In Canmore's case, the net is strung by cables across the mouth of Cougar Creek, just up from the homes built on its banks. The ring net is designed to work like a gigantic tea strainer, catching large debris such as rocks, boulders and trees, while allowing water to flow through.

"That net will stop a portion of the rocks and trees and all of that other stuff that came tumbling down and did so much damage," Borrowman said. 

The theory is simple: the less debris swept down the creek by floodwater, the less damaging the flood. But the ring net is only capable of trapping about 20 per cent of the debris that scoured the banks and bottom of Cougar Creek last June. So the second line of defence is a massive group of articulated concrete mattresses.

"We are covering 45,000 square metres of [the creek's] banks with mats," Esarte said. 

Andy Esarte

Andy Esarte, Canmore's manager of engineering, says lining Cougar Creek with 45,000 square metres of concrete mats - some of which are seen behind him - will help protect the banks from erosion. (Carolyn Dunn/CBC)

Lining the creek bed will help keep it place, protecting the banks from erosion.

The concrete mats were manufactured during the winter months in a makeshift factory in the town of Canmore. There was a scramble to get more than 3,700 mats made and installed before spring flooding season. 

"I think it's incredible the work our crews have done,"  Esarte said, noting many of the workers were also first-responders during the flooding, "These same crews were on-site, responding, working 24-hour shifts, putting themselves in harm's way [during the 2013 flood]. They haven't gotten a break since."

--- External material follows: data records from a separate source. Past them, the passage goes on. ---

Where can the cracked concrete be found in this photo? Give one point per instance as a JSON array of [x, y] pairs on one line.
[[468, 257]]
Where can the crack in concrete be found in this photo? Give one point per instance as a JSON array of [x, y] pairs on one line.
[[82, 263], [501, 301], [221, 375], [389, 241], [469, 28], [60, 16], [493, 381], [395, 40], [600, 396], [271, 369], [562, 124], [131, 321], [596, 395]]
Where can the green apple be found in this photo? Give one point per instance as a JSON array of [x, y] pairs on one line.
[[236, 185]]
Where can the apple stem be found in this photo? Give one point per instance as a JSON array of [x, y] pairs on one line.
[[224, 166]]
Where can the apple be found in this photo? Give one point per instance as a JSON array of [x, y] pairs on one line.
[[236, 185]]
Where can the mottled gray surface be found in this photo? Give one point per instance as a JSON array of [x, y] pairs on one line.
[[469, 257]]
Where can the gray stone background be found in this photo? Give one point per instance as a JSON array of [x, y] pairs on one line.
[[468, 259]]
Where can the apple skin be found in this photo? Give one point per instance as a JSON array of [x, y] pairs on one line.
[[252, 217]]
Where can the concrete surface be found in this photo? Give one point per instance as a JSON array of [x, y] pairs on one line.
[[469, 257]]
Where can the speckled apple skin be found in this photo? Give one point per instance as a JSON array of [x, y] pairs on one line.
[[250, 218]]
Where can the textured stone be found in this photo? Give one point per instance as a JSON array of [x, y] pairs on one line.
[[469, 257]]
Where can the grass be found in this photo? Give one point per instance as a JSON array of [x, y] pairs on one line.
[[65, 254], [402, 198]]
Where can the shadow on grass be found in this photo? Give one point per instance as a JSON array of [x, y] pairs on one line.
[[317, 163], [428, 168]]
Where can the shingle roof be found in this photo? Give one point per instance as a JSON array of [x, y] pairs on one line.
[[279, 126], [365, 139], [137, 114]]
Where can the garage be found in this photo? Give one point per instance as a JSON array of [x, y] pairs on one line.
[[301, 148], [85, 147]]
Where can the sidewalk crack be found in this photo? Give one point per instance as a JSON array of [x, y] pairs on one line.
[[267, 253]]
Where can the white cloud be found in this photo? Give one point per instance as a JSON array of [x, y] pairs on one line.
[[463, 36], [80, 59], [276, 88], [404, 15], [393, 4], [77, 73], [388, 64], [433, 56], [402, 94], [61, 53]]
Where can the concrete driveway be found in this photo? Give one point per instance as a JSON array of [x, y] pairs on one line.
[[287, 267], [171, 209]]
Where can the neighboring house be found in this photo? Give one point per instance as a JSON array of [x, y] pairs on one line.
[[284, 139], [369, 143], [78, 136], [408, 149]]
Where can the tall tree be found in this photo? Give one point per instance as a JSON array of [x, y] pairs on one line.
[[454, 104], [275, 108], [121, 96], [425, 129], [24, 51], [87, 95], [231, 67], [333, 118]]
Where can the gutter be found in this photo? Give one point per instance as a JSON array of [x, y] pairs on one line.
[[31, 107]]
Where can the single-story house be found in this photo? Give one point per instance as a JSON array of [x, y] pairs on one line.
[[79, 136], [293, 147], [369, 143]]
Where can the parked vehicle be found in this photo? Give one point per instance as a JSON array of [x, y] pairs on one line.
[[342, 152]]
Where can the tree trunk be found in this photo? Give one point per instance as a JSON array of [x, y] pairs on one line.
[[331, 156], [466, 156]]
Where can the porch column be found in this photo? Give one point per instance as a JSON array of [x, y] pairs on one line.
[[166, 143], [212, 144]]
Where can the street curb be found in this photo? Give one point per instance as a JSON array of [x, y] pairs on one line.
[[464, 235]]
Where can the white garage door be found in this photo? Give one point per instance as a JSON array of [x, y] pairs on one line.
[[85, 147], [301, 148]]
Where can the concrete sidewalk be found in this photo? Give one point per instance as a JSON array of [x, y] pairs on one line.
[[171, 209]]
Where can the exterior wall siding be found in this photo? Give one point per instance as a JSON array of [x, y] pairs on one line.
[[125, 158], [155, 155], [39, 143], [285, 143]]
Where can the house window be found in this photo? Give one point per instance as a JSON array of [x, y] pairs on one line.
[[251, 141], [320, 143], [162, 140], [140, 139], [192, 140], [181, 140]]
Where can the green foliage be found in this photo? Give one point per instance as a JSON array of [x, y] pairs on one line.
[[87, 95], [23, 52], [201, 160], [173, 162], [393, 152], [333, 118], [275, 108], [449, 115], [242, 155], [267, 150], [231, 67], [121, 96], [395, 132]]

Wildlife photographer John Marriott is one of the local residents hoping that Canmore's plan gets it right. In 2013 he watched from his backyard deck as the floodwaters threatened his home along Cougar Creek. It did tens of thousands of dollars damage to his foundations and backyard, and stopped just shy of sweeping his home away.

John Marriott

Wildlife photographer John Marriott's home was nearly washed away in the Cougar Creek flood. "It's a reminder that we are not as in control of the situation as we might have thought." (Carolyn Dunn/CBC)

"It's a reminder that we are not as in control of the situation as we might have thought," he says referring to nature's power.

Marriott's damaged foundation has been fixed and his backyard has been rebuilt.  Eleven months later, he's watching Cougar Creek again from his kitchen window as the crews work on the millions of dollars worth of flood remediation being done to protect the homes. 

It is reassuring, Marriott says, but still, there is apprehension building in the community.

"I've actually booked off my entire June," he says. "I don't have a single thing planned for it, just in case."

He is also checking the forecast over and over again. "It's a brand new spring tradition for us people who live along Cougar Creek and throughout flood areas in Alberta."

There is a collective hope in Canmore that the spring rains will fall gently and all the emergency flood remediation won't be put to the test this year.